Final approval for Aqueduct racino deal, church group says 88-year-old woman's family prompted eviction notice, driving-while-talking ticket cancelled for amateur radio operator

Today is primary day. You can look up your polling place on the NYS Board of Elections site.

State comptroller Tom DiNapoli has signed off on the Aqueduct racino contract. That was the last step in the approval process. Genting, the winning (and, in the end, only) bidder, says it will be sending New York State its $380 million upfront payment this month. Among the planned uses of the money: propping up the faltering horse racing industry in the state. The president of the New York Thoroughbred Horsemen's Association says he's not ready to pop the cork on the champagne yet, "but at least you could probably chill it now." Saratoga Springs supervisor Joanne Yepsen called the deal "a huge win for our local and state economy." [NYS OSC] [TU] [Daily Gazette] [Saratogian]

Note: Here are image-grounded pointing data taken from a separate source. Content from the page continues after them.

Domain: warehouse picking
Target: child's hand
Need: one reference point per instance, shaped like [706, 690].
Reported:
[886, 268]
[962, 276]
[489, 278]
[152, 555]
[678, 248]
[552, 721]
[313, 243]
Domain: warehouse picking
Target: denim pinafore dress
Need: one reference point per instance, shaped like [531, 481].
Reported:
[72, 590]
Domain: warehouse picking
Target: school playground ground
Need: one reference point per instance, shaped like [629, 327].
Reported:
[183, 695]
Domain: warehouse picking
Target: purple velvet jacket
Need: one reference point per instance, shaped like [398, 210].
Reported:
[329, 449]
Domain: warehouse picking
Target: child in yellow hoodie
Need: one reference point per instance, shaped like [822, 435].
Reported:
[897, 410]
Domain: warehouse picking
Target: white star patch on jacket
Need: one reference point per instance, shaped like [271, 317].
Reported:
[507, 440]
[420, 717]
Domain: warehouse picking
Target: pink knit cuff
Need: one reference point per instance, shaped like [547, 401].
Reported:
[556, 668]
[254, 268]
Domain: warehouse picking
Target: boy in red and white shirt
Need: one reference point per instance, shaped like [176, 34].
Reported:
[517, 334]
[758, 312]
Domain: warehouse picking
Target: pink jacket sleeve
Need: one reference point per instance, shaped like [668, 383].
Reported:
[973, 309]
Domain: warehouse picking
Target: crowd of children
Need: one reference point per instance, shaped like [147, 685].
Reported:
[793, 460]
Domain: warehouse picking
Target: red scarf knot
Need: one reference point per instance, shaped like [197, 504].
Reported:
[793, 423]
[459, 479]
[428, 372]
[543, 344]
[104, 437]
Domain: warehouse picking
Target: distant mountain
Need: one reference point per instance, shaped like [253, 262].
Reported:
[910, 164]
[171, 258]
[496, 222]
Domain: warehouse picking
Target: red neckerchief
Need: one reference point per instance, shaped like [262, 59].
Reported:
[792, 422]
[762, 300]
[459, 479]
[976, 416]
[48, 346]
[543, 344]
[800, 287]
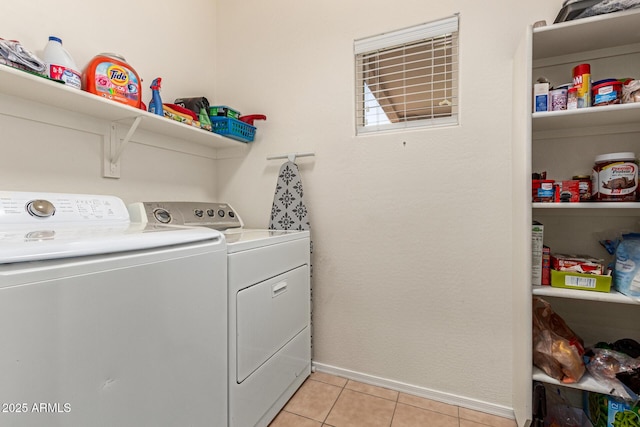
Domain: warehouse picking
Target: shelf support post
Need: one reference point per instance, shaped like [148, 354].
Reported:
[113, 148]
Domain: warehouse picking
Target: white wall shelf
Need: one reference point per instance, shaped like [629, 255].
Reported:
[577, 294]
[564, 143]
[588, 205]
[608, 115]
[25, 86]
[604, 31]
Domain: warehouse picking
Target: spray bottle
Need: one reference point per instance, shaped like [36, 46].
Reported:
[155, 105]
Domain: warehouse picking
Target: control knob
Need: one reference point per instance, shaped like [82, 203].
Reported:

Ariel Myers, the Troy 19-year-old convicted of shooting Robert Guynup, got the maximum sentence -- 25 years in prison. Guynup suffered brain damage from being struck in the head and, in her victim impact statement, his wife said she now hugs "the shell I call my husband" and remembers when he could hug her back. Myers said he felt bad for what happened, "But at the same time, I'm just an innocent kid. I didn't have anything to do with it." [TU] [Troy Record] [Fox23]

The body of Marine Cpl. Philip Charte is scheduled to return to Washington County today. Community members, with 1000 American flags, will be lining the streets of Cambridge for the procession this afternoon. [TU] [Post-Star]

"People with knowledge of the crash" tell the TU that the Schenectady County Sheriff's deputy whose patrol car hit a motorcycle on Route 7 last month had fallen asleep at the wheel. [TU]

The attorney for the church group that issued an eviction notice to an 88-year-old Sand Lake woman says it doesn't have a problem with her -- it's the actions of her relatives that prompted the notice. The attorney accuses the woman's relatives of using the media to "blackmail" the church into selling the property to the family. [TU] [CBS6]

Schenectady County's preliminary 2011 budget includes a small cut in the tax levy. Spending is up, but it's offset by drawing $9 million from the county's $35 million fund balance. [TU] [Daily Gazette]

The City of Schenectady's hire of a body shop manager without posting the job or taking applications has aroused suspicion among critics of city government. [Daily Gazette]

A Troy city court judge has cancelled the driving-while-talking-on-a-phone ticket given to an amateur radio operator after concluding the state law doesn't apply to the devices. [Troy Record]

A string of break-ins on Van Schaick Island has residents of Cohoes talking about the possibility a youth curfew. [Troy Record]

The AIDS Council of Northeastern New York has gotten a $1.3 million federal grant for "popular opinion leader intervention" -- that is, getting influential social group members to spread the word about HIV prevention. [TU]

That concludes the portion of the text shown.